Publié le mardi 25 janvier 2011
© RFI

En politique, la théorie et la pratique sont deux choses très différentes. Laurent Gbagbo l’a appris à ses dépends après plus d’une trentaine d’années de carrière politique couronnée par un cinglant et cuisant échec. En effet, ce pur théoricien, viscéralement opposé aux idéaux du Président Félix Houphouët-Boigny, Père-Fondateur de la Côte d’Ivoire, après s’être présenté dans l’opposition comme le défenseur des populations défavorisées et des paysans, a été mis à l’épreuve pendant plus de dix ans après son arrivée calamiteuse au pouvoir en octobre 2000. Il a été confronté à l’épreuve de la pratique.
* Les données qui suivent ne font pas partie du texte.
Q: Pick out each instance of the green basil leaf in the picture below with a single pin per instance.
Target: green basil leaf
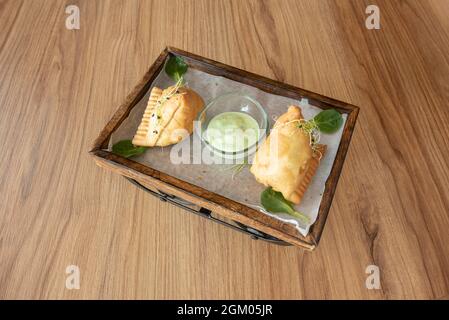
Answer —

Durant cette période, Laurent Gbagbo, pour la majorité des Ivoiriens a été la plus grande déception. A preuve, il n’a tenu aucune de ses promesses. En effet, non seulement, l’école et l’Assurance Maladie Universelle (AMU) et l’école gratuite n’ont jamais pris effet comme il l’avait promis. Le comble c’est que le café et le cacao n’ont jamais été aussi vendus à 3000 F Cfa le kilogramme comme il en avait fait la promesse. Pire, il n’a pas été capable d’assurer l’intégrité de l’Etat, puisque la Côte d’Ivoire a été coupée en deux. Les Ivoiriens qui croyaient en Laurent Gbagbo qui leur demandait de dormir les deux yeux fermés, parce qu’avec lui, ils étaient en sécurité, ont été tirés de leur sommeil le 19 septembre 2002 par des crépitements d’armes automatiques. Depuis ce jour, les Ivoiriens ont compris qu’ils ne pouvaient plus avoir confiance en Laurent Gbagbo et en la politique de la refondation. En 2004, Laurent Gbagbo, ordonne à l’armée ivoirienne de bombarder le Nord du pays, « partie inutile », d’après lui. Pis, des jeunes sont utilisés comme chairs à canon pour soutenir son pouvoir. Malgré cela, aucune politique d’emploi n’a été mise en place. La corruption, le favoritisme, le népotisme et le clientélisme font rages dans les concours d’entrée à la Fonction Publique, notamment la Police, la Gendarmerie et l’Ena (Ecole Nationale d’Administration).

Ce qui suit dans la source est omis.